玄武岩-聚丙烯纤维混凝土孔隙结构分形维数及力学性能研究

doi:10.19936/j.cnki.2096-8000.20230828.012

摘要/Abstract

摘要： 本文基于试验探讨了玄武岩-聚丙烯纤维对混凝土抗压强度和劈裂抗拉强度的影响,并利用光学方法的分形模型计算混凝土孔隙结构的分形维数。试验结果表明:混杂纤维能够提高混凝土的抗压强度和劈裂抗拉强度,当玄武岩纤维(BF)和聚丙烯纤维(PF)含量各为0.05%时,混杂纤维的协同效应最强,抗压强度和劈裂抗拉强度的最大增量分别为5.97%和8.46%,然而当纤维含量过高时,混杂纤维会对试件力学性能产生不利影响。玄武岩-聚丙烯纤维增强混凝土(BPFRC)的孔隙结构表现出明显的分形特征,其分形维数在2.297~2.482范围之间。分形维数与孔隙率和间距系数具有很强的相关性,随着孔隙率的增加而显著降低,随着间距系数的增加而增加。分形维数还与抗压强度和劈裂抗拉强度具有正相关关系。因此,孔隙结构的分形维数可用于评价混凝土的微观孔隙结构,也可以反映孔隙结构的复杂性对混凝土宏观力学性能的影响。

关键词: 玄武岩纤维, 聚丙烯纤维, 混杂纤维增强混凝土, 力学性能, 孔隙结构, 分形维数, 复合材料

Abstract: Based on the experiments, the influence of basalt-polypropylene fiber on the compressive strength and splitting tensile strength of concrete is discussed. The fractal dimension of concrete pore structure is calculated by using the fractal model of optical method. The experimental results show that hybrid fibers can improve the compressive strength and splitting tensile strength of concrete. When the content of basalt fiber (BF) and polypropylene fiber (PF) was 0.05%, the synergistic effect of hybrid fiber was the strongest. The maximum increment of compressive strength and splitting tensile strength is 5.97% and 8.46% respectively. However, when the fiber content is too high, the hybrid fiber will adversely affect the mechanical properties of specimens. The pore structure of basalt-polypropylene fiber reinforced concrete (BPFRC) shows obvious fractal characteristics, and its fractal dimension ranges between 2.297 and 2.482. Fractal dimension has a strong correlation with porosity and spacing coefficient. The fractal dimension decreases significantly with the increase of porosity and increases with the increase of spacing coefficient. Fractal dimension is positively correlated with compressive strength and splitting tensile strength. Therefore, the fractal dimension of pore structure can be used to evaluate the micro pore structure of concrete and reflect the influence of the complexity of pore structure on the macroscopic mechanical properties of concrete.

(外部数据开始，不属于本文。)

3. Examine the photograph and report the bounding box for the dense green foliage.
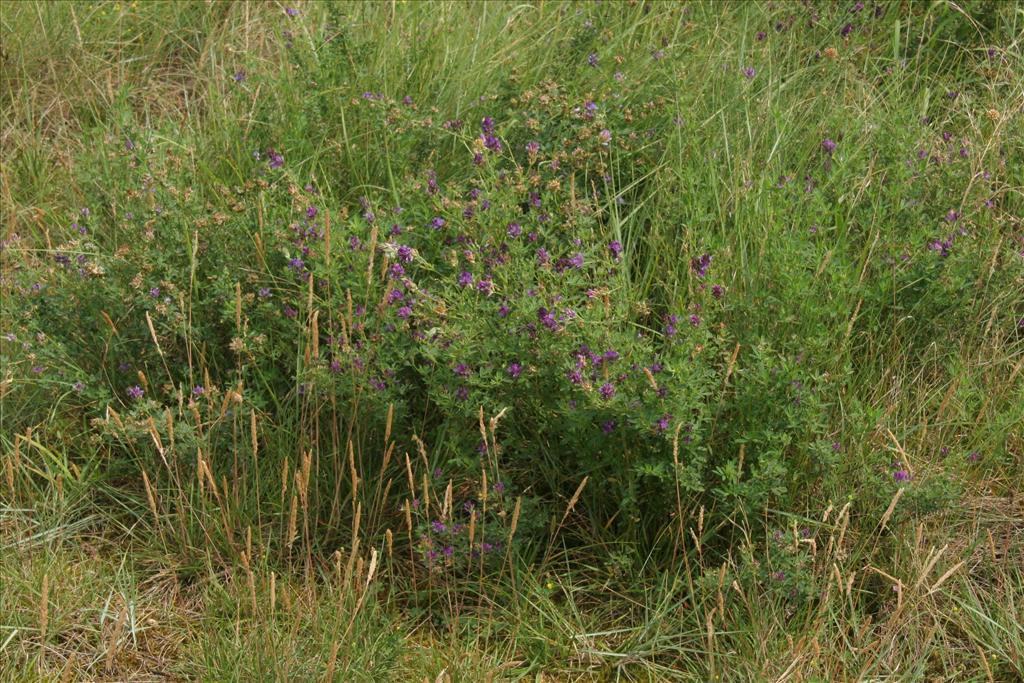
[1,1,1022,680]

Key words: basalt fiber, polypropylene fiber, hybrid fiber reinforced concrete, mechanical properties, pore structure, fractal dimension, composites

中图分类号:

TB332

赵静, 李晓峰, 郭力. 玄武岩-聚丙烯纤维混凝土孔隙结构分形维数及力学性能研究[J]. 复合材料科学与工程, 2023, 0(8): 78-84.

ZHAO Jing, LI Xiaofeng, GUO Li. Study on fractal dimension and mechanical properties of basalt polypropylene fiber concrete pore structure[J]. COMPOSITES SCIENCE AND ENGINEERING, 2023, 0(8): 78-84.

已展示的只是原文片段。